An amendment (privilege) made.

Lord Whitty

My Lords, I beg to move that this Bill do now pass.

Moved, That the Bill do now pass.—(Lord Whitty.)

Lord Dixon-Smith

My Lords, I shall not detain the House for more than a few moments. The Bill has had a somewhat bumpy ride through the House. We are all aware of the reason for that. The Bill was not satisfactory when it arrived. I am bound to say that now that the Bill is leaving the House it is in better form. It is still not satisfactory in my view. I do not regard it as a good thing that we transpose primary legislation and turn it into secondary legislation. My noble friend the Duke of Montrose has already raised the point, as I have done on other occasions, that this kind of practice will strain the conventions of the House on the way in which we deal with secondary legislation.
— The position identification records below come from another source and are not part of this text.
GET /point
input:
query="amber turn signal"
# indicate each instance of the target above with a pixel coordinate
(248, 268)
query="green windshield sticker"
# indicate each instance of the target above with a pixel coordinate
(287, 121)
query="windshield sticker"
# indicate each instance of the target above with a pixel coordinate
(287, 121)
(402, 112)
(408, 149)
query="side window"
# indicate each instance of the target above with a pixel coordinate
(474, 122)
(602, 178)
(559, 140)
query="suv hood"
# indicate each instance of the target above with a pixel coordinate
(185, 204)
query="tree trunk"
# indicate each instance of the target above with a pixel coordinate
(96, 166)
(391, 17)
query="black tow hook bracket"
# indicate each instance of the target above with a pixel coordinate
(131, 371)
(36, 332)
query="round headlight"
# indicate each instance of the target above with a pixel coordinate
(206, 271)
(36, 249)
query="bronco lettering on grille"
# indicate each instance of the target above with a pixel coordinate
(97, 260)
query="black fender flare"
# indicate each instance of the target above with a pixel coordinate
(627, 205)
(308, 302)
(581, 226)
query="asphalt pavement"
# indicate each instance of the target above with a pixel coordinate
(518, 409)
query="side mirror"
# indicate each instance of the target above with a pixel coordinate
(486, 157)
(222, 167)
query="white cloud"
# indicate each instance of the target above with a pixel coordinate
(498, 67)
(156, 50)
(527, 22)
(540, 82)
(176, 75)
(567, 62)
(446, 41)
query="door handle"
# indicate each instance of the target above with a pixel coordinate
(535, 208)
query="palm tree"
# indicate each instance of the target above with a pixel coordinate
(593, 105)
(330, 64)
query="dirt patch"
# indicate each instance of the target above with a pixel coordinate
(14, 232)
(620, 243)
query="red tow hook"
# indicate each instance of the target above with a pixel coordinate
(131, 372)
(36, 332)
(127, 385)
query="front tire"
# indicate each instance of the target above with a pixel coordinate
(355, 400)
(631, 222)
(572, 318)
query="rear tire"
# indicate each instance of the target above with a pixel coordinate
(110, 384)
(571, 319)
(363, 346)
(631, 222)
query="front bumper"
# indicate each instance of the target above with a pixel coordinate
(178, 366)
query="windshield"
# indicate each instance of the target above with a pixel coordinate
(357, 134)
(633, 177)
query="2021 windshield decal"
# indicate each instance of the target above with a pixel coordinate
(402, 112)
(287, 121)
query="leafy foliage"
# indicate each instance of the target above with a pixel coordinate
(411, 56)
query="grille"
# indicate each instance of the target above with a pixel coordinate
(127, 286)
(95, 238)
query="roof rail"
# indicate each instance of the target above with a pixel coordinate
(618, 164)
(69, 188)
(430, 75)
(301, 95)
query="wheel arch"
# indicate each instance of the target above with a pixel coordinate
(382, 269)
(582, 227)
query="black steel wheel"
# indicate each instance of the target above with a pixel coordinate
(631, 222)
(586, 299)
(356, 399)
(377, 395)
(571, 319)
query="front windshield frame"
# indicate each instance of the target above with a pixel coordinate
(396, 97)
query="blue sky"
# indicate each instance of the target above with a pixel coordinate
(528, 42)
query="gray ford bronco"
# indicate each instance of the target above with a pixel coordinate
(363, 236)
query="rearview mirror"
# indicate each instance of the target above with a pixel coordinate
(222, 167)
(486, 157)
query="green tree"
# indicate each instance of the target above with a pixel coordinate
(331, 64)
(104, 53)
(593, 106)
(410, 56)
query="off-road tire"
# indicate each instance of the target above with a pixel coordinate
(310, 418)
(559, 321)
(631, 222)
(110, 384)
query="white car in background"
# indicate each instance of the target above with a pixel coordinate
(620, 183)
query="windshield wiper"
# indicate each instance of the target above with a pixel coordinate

I particularly want to place on record, however, my thanks, first, to the Delegated Powers and Deregulation Committee and its chairman, the noble Lord, Lord Alexander of Weedon, for its initial report on the Bill which has done so much to help and guide all our debates on this matter. I wish also to thank my noble friends on this side of the House and other noble Lords from all parts of the House who have played a significant part in making the Bill better. Lastly, and perhaps most importantly of all, I should like to thank the noble Lord the Minister, who has guided the Government so that the Bill leaves this place in its better state. I am most grateful to him.

Lord Pearson of Rannoch

My Lords, perhaps I may reiterate what my noble friend Lord Dixon-Smith said about the Bill. If we were not a little pressed for time I would be considerably ruder about it than was my noble friend. However, I should like to congratulate the Minister on what he has been able to do for the Bill even if, as it leaves your Lordships' House, it is still a very bad Bill. I am quite sure that unless the regulations which eventually emerge are truly satisfactory this House will be stretched into breaking the present tradition that we do not vote on statutory instruments. That tradition is not a very old one in any case. As I understand it, it crept in in 1978 when my noble friend Lord Denham was the Opposition Chief Whip. A deal was done then in the closing days of the previous Labour administration to facilitate the passage of legislation. So we are not dealing with a great pillar of British parliamentary tradition in this matter. I would say to the noble Lord that it will probably be a changed House of Lords that will be looking at the statutory instruments and delegated regulations when they come forward. I hope that he and his officials will bear that in mind in the interests of everyone and in the interests of the purposes which the Bill sets out to achieve. With that, I wish the Bill well but without much hope.

Lord Renton

My Lords, I should like to endorse what my noble friend Lord Dixon-Smith said about the part played by the Minister in attempting to improve the Bill. But I have to confess that after 53 years in Parliament, first in one House and then in the other, I do not remember a Bill—although in wartime it did happen, before some of us came into the House—in which so much of importance was to be done by regulation instead of by primary legislation. I do not apologise for repeating this again. I repeat it because the Delegated Powers and Deregulation Committee, which took a similar view, said that it was not to be regarded as a precedent. I most earnestly hope that the Government will regard this Bill as quite offbeat and not regard it as a precedent and that we shall never have a Bill presented to us in future which contains the fundamental flaws which this Bill still does contain.

Lord Whitty

My Lords, I thank noble Lords for their kind comments. However, I hope that noble Lords do not mistake flexibility in response to constructive criticisms for softness in the head. The Bill is substantially improved. It is a very good Bill now. It will be an effective Bill in achieving its objectives. I beg to move that the Bill do now at last pass.

On Question, Bill passed, and returned to the Commons with amendments.